Lyu Zonghan, Gudino Andres, Shenoy Navami, Dier Carlos, Sagues Elena, Jiang Jingfeng, Samaniego Edgar A
Michigan Technological University, Houghton, United States.
University of Iowa, Iowa City, United States.
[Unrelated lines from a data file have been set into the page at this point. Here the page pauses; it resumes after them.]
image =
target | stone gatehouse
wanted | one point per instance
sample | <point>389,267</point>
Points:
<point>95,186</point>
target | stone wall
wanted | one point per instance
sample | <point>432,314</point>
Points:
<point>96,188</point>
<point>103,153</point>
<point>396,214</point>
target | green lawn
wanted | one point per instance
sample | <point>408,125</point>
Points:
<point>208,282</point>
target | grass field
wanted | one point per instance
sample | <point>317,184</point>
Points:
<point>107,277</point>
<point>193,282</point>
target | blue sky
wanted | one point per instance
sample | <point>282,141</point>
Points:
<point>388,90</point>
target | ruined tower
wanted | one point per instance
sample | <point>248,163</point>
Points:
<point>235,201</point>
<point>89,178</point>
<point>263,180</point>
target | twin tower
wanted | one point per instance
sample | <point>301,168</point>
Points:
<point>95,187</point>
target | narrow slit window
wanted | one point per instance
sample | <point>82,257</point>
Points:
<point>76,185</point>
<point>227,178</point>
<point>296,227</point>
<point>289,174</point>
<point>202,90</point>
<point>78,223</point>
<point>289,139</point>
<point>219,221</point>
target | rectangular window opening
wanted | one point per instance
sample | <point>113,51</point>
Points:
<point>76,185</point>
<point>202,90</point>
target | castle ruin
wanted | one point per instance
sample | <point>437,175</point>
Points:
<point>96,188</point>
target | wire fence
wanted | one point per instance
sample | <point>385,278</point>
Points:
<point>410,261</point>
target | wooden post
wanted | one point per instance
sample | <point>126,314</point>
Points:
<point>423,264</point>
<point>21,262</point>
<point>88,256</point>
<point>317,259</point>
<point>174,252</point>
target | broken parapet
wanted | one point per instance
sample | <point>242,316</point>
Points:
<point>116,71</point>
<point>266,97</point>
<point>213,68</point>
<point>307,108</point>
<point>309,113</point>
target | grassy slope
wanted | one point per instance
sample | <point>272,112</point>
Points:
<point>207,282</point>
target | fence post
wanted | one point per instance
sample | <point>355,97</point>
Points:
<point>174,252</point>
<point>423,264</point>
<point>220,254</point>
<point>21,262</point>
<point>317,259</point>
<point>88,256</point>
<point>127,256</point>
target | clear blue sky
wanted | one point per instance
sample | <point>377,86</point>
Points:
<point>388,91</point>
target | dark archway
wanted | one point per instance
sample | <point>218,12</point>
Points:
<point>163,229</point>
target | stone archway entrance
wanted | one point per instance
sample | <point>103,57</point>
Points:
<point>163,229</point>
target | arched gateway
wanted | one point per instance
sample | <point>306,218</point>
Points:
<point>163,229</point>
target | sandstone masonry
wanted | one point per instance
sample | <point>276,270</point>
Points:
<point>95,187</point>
Neuroradiology. 2025 Aug 18. doi: 10.1007/s00234-025-03730-x.
Evaluating intracranial aneurysm (IA) rupture risk is essential for guiding management. Although intrasaccular thrombosis (IST) is less common, it can contribute to aneurysm growth, mass effect, and rupture. Aneurysm wall enhancement (AWE) on high-resolution MRI (HR-MRI) offers valuable insight into IST and IA progression. Using radiomics, we extracted spatial information of the aneurysm wall to characterize AWE. This study aimed to explore correlations between radiomics-based AWE profiles and gross hemodynamic parameters, integrating imaging and flow dynamics to better understand IST.
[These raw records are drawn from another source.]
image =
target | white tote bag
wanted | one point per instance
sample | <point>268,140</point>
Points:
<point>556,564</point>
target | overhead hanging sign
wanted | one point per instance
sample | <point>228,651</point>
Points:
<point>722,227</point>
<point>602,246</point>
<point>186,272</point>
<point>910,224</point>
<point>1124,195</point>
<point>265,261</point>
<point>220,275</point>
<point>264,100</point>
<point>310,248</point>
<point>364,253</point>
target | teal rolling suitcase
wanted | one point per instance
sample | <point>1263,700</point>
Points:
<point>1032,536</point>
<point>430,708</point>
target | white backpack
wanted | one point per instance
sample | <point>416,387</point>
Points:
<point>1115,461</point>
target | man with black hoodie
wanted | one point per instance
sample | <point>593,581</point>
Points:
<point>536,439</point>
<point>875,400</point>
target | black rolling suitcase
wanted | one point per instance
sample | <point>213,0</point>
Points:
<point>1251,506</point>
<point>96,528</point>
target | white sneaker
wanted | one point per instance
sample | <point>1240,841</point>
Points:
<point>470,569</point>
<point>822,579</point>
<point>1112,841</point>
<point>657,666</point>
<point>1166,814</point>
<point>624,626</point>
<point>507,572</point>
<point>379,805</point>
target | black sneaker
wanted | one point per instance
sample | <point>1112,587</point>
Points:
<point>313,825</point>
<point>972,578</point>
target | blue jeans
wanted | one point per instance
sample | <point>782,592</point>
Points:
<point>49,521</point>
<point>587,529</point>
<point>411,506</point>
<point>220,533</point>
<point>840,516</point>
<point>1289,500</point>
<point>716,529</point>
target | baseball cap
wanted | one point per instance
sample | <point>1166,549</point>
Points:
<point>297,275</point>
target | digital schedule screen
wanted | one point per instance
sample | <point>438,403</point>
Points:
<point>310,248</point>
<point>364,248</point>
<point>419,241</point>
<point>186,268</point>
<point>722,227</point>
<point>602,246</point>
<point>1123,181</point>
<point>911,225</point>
Radiomic analysis was conducted on a cohort of 3T HR-MRI scans from IA with IST. Three-dimensional vascular reconstructions and CFD simulations were conducted to quantify hemodynamic parameters. Spearman's correlation was performed to correlate aneurysm morphology, AWE patterns, and aneurysmal hemodynamic characteristics.
A total of 37 thrombosed IAs were included in the analysis, comprising 22 fusiform (59.5%) and 15 saccular (40.5%) aneurysms. Six AWE RFs demonstrated strong correlations with aneurysm volume and surface area (ρ > 0.7 for both). Ten AWE RFs were highly correlated with flow vortex parameters (ρ > 0.7), and one showed a strong correlation with wall shear stress (WSS)-related metrics (ρ > 0.7). In the subset of saccular IAs, 20 AWE RFs were strongly associated with WSS-related metrics. In contrast, fusiform IAs showed stronger correlations between AWE RFs and vortex core characteristics. These findings suggest that elevated AWE is closely associated with regions of high oscillatory shear index and unstable flow vortices, indicating a potential link between wall enhancement and disturbed intra-aneurysmal hemodynamics. Conclusions Stagnant flow may promote degenerative remodeling of the aneurysm wall and IST. A combined spatiotemporal analysis of hemodynamic parameters and AWE patterns provide information about underlying biological processes of IAs, including the development of IST.
评估颅内动脉瘤(IA)破裂风险对于指导治疗至关重要。尽管瘤内血栓形成(IST)不太常见,但它可导致动脉瘤生长、占位效应和破裂。高分辨率磁共振成像(HR-MRI)上的动脉瘤壁强化(AWE)为IST和IA进展提供了有价值的见解。利用放射组学,我们提取了动脉瘤壁的空间信息以表征AWE。本研究旨在探讨基于放射组学的AWE特征与总体血流动力学参数之间的相关性,整合成像和血流动力学以更好地理解IST。
对一组伴有IST的IA的3T HR-MRI扫描进行放射组学分析。进行三维血管重建和计算流体动力学(CFD)模拟以量化血流动力学参数。采用Spearman相关性分析来关联动脉瘤形态、AWE模式和动脉瘤血流动力学特征。
分析共纳入37个血栓形成的IA,包括22个梭形动脉瘤(59.5%)和15个囊状动脉瘤(40.5%)。六个AWE放射组学特征与动脉瘤体积和表面积呈强相关性(两者ρ均>0.7)。十个AWE放射组学特征与血流涡旋参数高度相关(ρ>0.7),一个与壁面切应力(WSS)相关指标呈强相关性(ρ>0.7)。在囊状IA子集中,20个AWE放射组学特征与WSS相关指标密切相关。相比之下,梭形IA在AWE放射组学特征与涡核特征之间表现出更强的相关性。这些发现表明,AWE升高与高振荡剪切指数区域和不稳定的血流涡旋密切相关,提示壁强化与动脉瘤内血流动力学紊乱之间存在潜在联系。结论血流停滞可能促进动脉瘤壁的退行性重塑和IST。血流动力学参数和AWE模式的联合时空分析提供了有关IA潜在生物学过程的信息,包括IST的发展。